Dear friends I think stress in arabic means الشدة
can any one find it in المدرسة


----------



## clevermizo

boubata said:


> Dear friends I think stress in arabic means الشدة
> can any one find it in المدرسة



No - the term "stress" the way we are using it in this thread is نبرة:
"نَبْرَةُ الْكَلِمَةِ" : رَفْعُ الصَّوْتِ عِنْدَ النُّطْقِ بِهَا

I think this is the correct term for the phenomenon we are after. شدة is used for consonant doubling. There is no mushaddad consonant in madrasa, but there is a stress on the first syllable : mád.ra.sa (unless we add suffixes or inflection as noted above).

This phenomenon of stressed syllable is sometimes called "accent" in English.
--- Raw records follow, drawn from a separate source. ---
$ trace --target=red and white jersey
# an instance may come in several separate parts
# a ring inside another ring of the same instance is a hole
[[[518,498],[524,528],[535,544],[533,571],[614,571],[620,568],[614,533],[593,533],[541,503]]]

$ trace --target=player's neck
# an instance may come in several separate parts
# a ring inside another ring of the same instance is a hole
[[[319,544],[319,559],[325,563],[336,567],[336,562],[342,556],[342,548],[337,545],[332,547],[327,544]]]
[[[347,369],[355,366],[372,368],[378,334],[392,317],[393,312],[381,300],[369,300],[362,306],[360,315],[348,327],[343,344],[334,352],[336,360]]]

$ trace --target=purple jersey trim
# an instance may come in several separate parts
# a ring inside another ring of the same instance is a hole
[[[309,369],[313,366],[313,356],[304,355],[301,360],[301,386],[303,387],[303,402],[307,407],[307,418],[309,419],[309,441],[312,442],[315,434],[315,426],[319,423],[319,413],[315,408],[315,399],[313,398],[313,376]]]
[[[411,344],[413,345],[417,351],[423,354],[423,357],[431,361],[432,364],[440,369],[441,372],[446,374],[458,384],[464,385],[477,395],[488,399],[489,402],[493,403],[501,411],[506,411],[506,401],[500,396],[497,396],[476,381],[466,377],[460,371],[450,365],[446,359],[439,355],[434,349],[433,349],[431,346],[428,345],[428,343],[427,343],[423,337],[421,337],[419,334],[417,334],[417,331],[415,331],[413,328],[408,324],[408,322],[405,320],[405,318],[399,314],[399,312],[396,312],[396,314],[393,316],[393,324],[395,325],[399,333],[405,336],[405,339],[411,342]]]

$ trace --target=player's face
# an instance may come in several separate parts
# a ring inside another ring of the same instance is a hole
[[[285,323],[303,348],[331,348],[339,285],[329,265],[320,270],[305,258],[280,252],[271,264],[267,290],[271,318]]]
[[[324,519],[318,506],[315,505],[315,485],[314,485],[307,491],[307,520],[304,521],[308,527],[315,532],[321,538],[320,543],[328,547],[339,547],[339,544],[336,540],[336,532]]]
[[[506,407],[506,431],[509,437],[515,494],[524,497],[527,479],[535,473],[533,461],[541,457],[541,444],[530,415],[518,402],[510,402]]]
Using this English word for Arabic I find misleading because many people use "accent" to refer to different regional accents/dialects.


----------



## boubata

So I think you mean the intonation


----------



## elroy

boubata said:


> So I think you mean the intonation


 "Stress" is the term commonly used with this meaning.  "Intonation" is usually used in reference to a longer utterance, not just a single word.


----------



## clevermizo

elroy said:


> "Stress" is the term commonly used with this meaning.  "Intonation" is usually used in reference to a longer utterance, not just a single word.



So is نبرة the right word for this situation then?


----------



## cherine

To my knowledge it's an-nabr (masculine) النبر . I read it in an Arabic book about linguistics (not my usual reading  ) but this is the word I found used. 
Nabra نبرة is the tone of the voice.


----------



## Necsus

Thank you all!
However, in languages like Italian, stress/accent is the emphasis that may be given to a syllable in a word, and it lies on a vowel.


----------



## elroy

Necsus said:


> However, in languages like Italian, stress/accent is the emphasis that may be given to a syllable in a word, and it lies on a vowel.


 It's the same in Arabic.


----------



## Necsus

Thank you, elroy.


----------